The Honor of Conditioning

I used to stay in top physical condition when I worked as a street cop because if I didn’t I might not return home alive at the end of my shift. Without on-going physical conditioning two things happen to a police officer – someone else has to do your job for you and you become a liability to those around you.

Many times I would see out-of-shape cops escalate a situation to a higher level simply because they were not able physically to handle what was happening to them. Instead of being able to take care of someone with their bare hands through simple grappling techniques, they would escalate the situation to a higher level than was inappropriate for the threat. Some of the strife in the Church today is because we are out of shape spiritually and escalate minor events into major ones.

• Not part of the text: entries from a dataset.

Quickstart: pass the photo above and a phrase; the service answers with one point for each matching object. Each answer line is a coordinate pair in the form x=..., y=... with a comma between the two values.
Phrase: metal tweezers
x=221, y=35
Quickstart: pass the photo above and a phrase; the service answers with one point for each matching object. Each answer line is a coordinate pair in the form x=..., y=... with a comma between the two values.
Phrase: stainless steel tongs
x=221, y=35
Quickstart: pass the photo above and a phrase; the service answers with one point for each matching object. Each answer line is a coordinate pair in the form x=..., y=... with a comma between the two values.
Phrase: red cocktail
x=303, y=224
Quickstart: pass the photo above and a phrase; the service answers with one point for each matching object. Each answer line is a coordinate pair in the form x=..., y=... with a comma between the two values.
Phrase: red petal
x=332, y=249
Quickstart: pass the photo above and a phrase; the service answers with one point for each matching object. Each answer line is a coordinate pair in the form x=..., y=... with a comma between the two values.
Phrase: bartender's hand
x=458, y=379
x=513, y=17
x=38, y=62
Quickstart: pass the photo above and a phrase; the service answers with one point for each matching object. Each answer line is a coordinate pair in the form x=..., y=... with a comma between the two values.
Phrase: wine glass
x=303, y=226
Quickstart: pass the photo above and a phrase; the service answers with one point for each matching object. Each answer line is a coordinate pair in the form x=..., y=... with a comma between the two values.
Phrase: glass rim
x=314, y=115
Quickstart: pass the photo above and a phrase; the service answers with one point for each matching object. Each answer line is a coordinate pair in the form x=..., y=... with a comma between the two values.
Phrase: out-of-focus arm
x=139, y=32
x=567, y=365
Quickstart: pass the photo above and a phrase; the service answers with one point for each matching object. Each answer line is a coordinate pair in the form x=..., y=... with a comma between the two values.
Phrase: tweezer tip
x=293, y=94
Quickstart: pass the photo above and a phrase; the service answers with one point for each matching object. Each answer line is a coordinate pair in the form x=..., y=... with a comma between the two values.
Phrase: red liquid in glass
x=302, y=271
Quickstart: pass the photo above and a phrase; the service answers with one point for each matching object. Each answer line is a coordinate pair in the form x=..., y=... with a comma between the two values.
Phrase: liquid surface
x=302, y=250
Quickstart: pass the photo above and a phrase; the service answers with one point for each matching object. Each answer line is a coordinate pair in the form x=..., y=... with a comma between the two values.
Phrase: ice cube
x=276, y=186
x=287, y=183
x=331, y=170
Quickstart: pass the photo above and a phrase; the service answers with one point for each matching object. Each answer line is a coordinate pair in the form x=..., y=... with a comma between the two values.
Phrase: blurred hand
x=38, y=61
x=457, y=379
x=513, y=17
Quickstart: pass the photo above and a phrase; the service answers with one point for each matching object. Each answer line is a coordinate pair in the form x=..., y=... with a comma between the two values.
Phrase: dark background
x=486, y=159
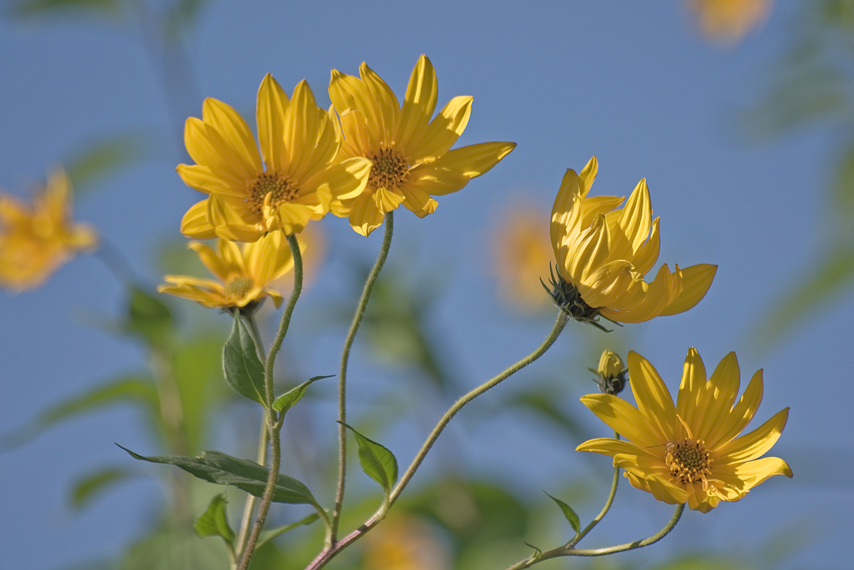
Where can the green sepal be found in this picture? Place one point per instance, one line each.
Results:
(243, 369)
(570, 515)
(222, 469)
(290, 398)
(214, 521)
(377, 461)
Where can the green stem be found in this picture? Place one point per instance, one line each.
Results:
(342, 376)
(272, 422)
(330, 552)
(567, 550)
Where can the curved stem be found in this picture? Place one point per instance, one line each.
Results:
(342, 376)
(272, 422)
(330, 552)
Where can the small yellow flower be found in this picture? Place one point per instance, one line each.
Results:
(409, 152)
(244, 273)
(296, 181)
(521, 254)
(36, 240)
(603, 253)
(729, 20)
(690, 452)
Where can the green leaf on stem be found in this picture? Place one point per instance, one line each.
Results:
(214, 521)
(268, 535)
(222, 469)
(290, 398)
(570, 515)
(377, 461)
(244, 371)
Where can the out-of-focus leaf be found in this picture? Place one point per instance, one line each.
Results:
(137, 390)
(214, 521)
(110, 9)
(377, 462)
(244, 371)
(268, 535)
(825, 281)
(570, 515)
(290, 398)
(222, 469)
(98, 160)
(85, 490)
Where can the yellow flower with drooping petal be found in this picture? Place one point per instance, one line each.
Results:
(603, 253)
(690, 452)
(409, 152)
(290, 182)
(243, 273)
(729, 20)
(36, 240)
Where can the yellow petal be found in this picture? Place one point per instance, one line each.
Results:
(418, 104)
(696, 281)
(234, 130)
(444, 130)
(270, 116)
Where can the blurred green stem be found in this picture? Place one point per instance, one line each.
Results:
(330, 552)
(342, 376)
(272, 420)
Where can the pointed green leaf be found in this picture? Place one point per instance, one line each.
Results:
(214, 521)
(244, 371)
(290, 398)
(223, 469)
(268, 535)
(376, 461)
(570, 515)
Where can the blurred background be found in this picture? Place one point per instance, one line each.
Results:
(742, 127)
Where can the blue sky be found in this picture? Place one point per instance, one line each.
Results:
(632, 83)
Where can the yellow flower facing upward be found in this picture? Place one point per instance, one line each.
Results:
(36, 240)
(291, 181)
(729, 20)
(690, 452)
(243, 273)
(603, 253)
(409, 153)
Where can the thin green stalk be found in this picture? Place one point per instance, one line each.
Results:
(342, 376)
(566, 550)
(272, 422)
(330, 552)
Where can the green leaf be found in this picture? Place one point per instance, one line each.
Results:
(376, 461)
(85, 490)
(222, 469)
(290, 398)
(137, 390)
(570, 515)
(268, 535)
(214, 521)
(244, 371)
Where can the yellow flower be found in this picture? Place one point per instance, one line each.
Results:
(243, 272)
(295, 183)
(35, 241)
(521, 252)
(603, 253)
(409, 152)
(729, 20)
(690, 452)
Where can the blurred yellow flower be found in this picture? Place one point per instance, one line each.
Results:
(521, 256)
(729, 20)
(244, 273)
(295, 183)
(603, 252)
(690, 452)
(409, 152)
(36, 240)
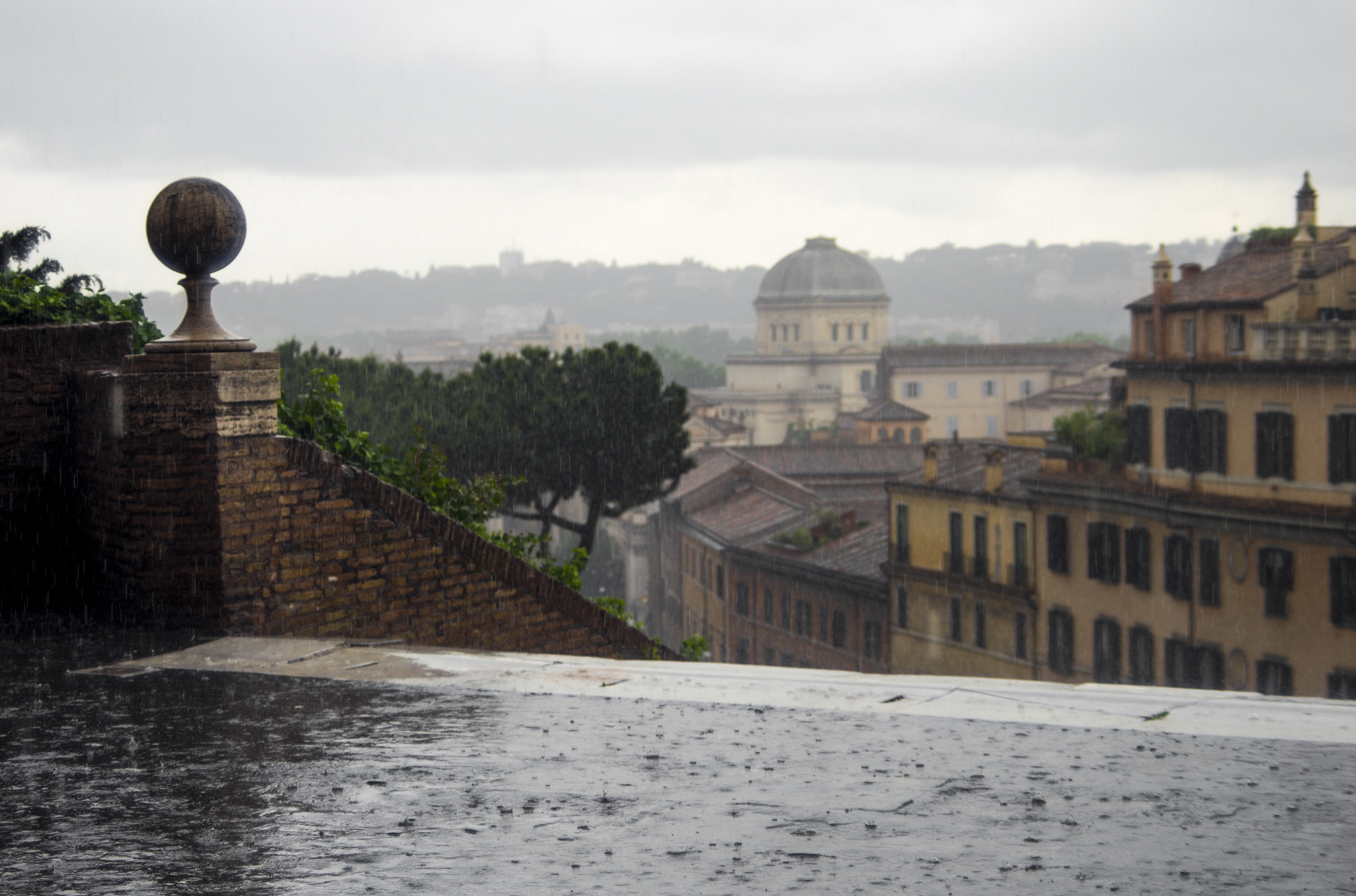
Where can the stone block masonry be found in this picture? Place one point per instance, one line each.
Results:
(154, 491)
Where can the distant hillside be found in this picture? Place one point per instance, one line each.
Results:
(1006, 292)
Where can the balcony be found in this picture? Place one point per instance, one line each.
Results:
(1312, 341)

The issue of conditioning was connected to my desire to honor my fellow officers. We had a gym and weight room in our department locker room. Many of us tried to stay in shape for reasons other than the obvious health benefits. I stayed in shape to honor the wives and kids of other cops who would have to visit a hospital or attend a funeral if I allowed myself to become a weak link in the survival chain.

We owe it to others in God’s Kingdom to stay in shape spiritually. If we start eating spiritual junk food and fail to live in the daily exercise of faith, we will become a liability because we are no longer doing what we should faithfully be doing as an act of honor and love. Some of this sounds harsh, but in the real world of failing marriages and ministries, we can’t afford to let our guard down and get sloppy and try to live without immediate acts of forgiveness, repentance and humility. Otherwise people will get injured, or worse, they can die spiritually.

The Kingdom of God is not a social event – it is a tactical operation. The strategy of God is already in place. God gave us the Great Commission as His strategy for transforming the kingdoms of this world. Strategies are executed through proper tactics. Each of us needs to seek God for how He wants us to tactically implement His Kingdom strategy in our particular setting. Our contribution to this deployment is to be a reliable and functioning member of the Body of Christ walking daily behind a badge of honor.